A brief morning summer thunderstorm just rolled through interrupting walking the Yellow Labrador Retriever and likely eliminating the possibility of a morning bike ride or an attack on the weeds that threaten to overtake the decades-old plantings surrounding our century-old brick house.
Rain stops, dog walk resumes, now the humidity will rise. It is after all the Mississippi River valley. Home to heat, humidity and pollen.
Meanwhile on a grimmer note this D-day anniversary, gun violence continues unabated. The gun industry and the Republicans have sold too many Americans on fear. Fear spurs gun buying. Gun buying increases the availability of guns. Greater availability of guns increases the likelihood they’ll be used. Increases the likelihood they’ll fall into the hands of those who will use them to avenge whatever grievances they carry.
Other than brief sojurns for education and military duty, I’ve lived in the St. Louis metro region for the last fifty-three years. During that time the most serious criminal problem I’ve had is a broken car window when I parked my car on the street and teenagers broke into it to steal the parking meter change in the cupholder. Lucky enough considering St. Louis is usually ranked number one in the country for murders.
During my twenty-five-year legal career, I had three clients murdered. Two by spouses. One by an unknown assailant. Two of them women…the two murdered by their spouses. All of them white. All of them working class. Two of them shot. One stabbed. A grim toll. A testament to the cost of domestic violence.
I don’t know if that’s an unusual number of murdered clients. I’ve never discussed it with other lawyers. Maybe it’s average. Maybe it’s less than average. Maybe it’s more, a lot more, than average.
Clearly though the toll of gun violence is increasing. The scourge of mass murders in schools, the racially and religiously motivated massacres we’ve seen perpetrated by young white men has me questioning whether we are at war with ourselves or are young white men at war with us.
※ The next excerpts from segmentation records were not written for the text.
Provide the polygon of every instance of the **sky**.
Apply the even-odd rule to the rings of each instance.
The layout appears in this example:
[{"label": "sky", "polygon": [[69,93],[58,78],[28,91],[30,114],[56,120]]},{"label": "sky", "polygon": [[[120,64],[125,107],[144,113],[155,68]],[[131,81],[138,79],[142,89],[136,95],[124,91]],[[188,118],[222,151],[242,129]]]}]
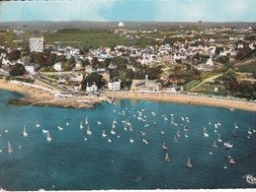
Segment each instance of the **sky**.
[{"label": "sky", "polygon": [[256,0],[1,1],[0,22],[256,22]]}]

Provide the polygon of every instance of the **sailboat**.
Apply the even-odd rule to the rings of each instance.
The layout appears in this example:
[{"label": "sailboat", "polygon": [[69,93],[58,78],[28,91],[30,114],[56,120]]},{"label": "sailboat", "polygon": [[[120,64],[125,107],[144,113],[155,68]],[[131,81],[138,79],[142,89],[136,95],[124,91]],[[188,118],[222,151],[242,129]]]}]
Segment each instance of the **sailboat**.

The statistic I see quoted that young black men are twenty times more likely to be murdered than young white men raises yet more questions.
According to the Center for Disease Control and Prevention, 45,000 people died due to firearms in 2020, the latest year statistics are fully available. That’s more than ten times the number of servicemember deaths on D-day.
I’ve been a gun owner for nigh on to sixty years. My dad gave me my first shotgun, a JC Higgins .410, for Christmas when I was thirteen-years-old. I still have it. I have fond memories of rabbit hunting over crunching, snow-covered corn stalks as my dad taught me safe gun-handling.
I spent over thirty-five years in the military training with the weapons being used today to murder grade-schoolers. I’ve stood over hospital beds at Walter Reed Army Hospital awarding Purple Hearts to wounded soldiers. I know what military weapons can do. I also know what they should not do. They should not be murdering our citizens. To paraphrase the mayor of Buffalo, New York, the sanctity of life is bleeding out on the altar of the Second Amendment.
The Second Amendment reads: A well regulated Militia, being necessary to the security of a free State, the right of the people to keep and bear Arms, shall not be infringed.
What is it about “well regulated militia” that the Supreme Court doesn’t understand.